Symptomatic presentation :
- B symptoms (5-10%):
- Fever > 100.5°F for > 2 weeks with no evidence of infection;
- Unintentional weight loss ≥ 10% body weight over last 6 months
- Drenching night sweats with no evidence of infection
- Extreme fatigue
- Early satiety
- Localized/generalized lymphadenopathy (50-90% cases)
- M/C sites: Cervical, supraclavicular, and axillary lymph nodes
- On palpation: Nodes are firm, non-tender, round, and freely mobile
- Splenomegaly (#2 M/C enlarged lymphoid organ, 25-55% cases)
- On palpation: Painless/non-tender with a smooth, firm surface
- Hepatomegaly (15-25% cases)
- On palpation: Liver is firm and non-tender with a smooth surface
Skin examination:Skin is the M/C non-lymphoid tissue involved in CLL
- Leukemia cutis (skin lesions): Mainly involve the face and manifest as papules, macules, plaques, ulcers, blisters, or nodules.

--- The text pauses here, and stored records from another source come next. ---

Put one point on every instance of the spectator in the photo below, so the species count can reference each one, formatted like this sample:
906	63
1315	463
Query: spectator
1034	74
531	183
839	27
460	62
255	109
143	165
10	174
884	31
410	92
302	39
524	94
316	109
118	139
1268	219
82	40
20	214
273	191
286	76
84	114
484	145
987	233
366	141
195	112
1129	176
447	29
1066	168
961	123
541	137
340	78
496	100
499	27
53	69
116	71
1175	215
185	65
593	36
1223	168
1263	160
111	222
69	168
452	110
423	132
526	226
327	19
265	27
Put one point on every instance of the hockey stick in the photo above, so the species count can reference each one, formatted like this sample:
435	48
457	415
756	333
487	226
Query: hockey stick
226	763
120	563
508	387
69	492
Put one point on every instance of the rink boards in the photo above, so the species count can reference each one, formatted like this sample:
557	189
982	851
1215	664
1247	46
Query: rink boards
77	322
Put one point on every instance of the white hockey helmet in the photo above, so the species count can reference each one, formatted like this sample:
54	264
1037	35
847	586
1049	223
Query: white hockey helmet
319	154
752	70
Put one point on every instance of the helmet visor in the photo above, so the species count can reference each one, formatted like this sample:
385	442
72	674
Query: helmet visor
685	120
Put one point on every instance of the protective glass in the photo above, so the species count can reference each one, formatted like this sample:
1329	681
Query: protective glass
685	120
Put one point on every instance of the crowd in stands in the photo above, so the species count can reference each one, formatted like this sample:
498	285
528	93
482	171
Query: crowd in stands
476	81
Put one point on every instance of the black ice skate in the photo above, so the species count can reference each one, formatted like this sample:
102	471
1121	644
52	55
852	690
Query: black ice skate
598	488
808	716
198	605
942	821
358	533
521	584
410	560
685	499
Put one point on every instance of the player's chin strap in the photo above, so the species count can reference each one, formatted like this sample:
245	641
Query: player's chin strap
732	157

- Nonspecific secondary cutaneous lesions: Due to bleeding, vasculitis, and infection
- Exaggerated reactions to insect bites
B cell prolymphocytic leukemia:More aggressive variant, with cells with similar phenotype, but significantly larger than normal lymphocytes and having a prominent nucleolus.
- Males > 60 years
- 25% of T-cell variety
- C/F: Massive splenomegaly + little lymphadenopathy
- Poor prognosis
Hairy-cell leukaemia:Chronic B-CLL variant featuring distinct morphology under the microscope (hairy cell leukaemia cells have delicate, hair-like projections on their surfaces) and unique marker molecule expression.
- BRAF mutation
- Median age: 50 years
- C/F: Severe neutropenia + monocytopenia + hairy cells in blood & bone marrow
- ℞: Cladribin, Deoxycoformycin
- Secondary infections
Richter’s transformation (5% of CLL cases):Rapid development of a histologically proven aggressive lymphoma in a patient with CLL.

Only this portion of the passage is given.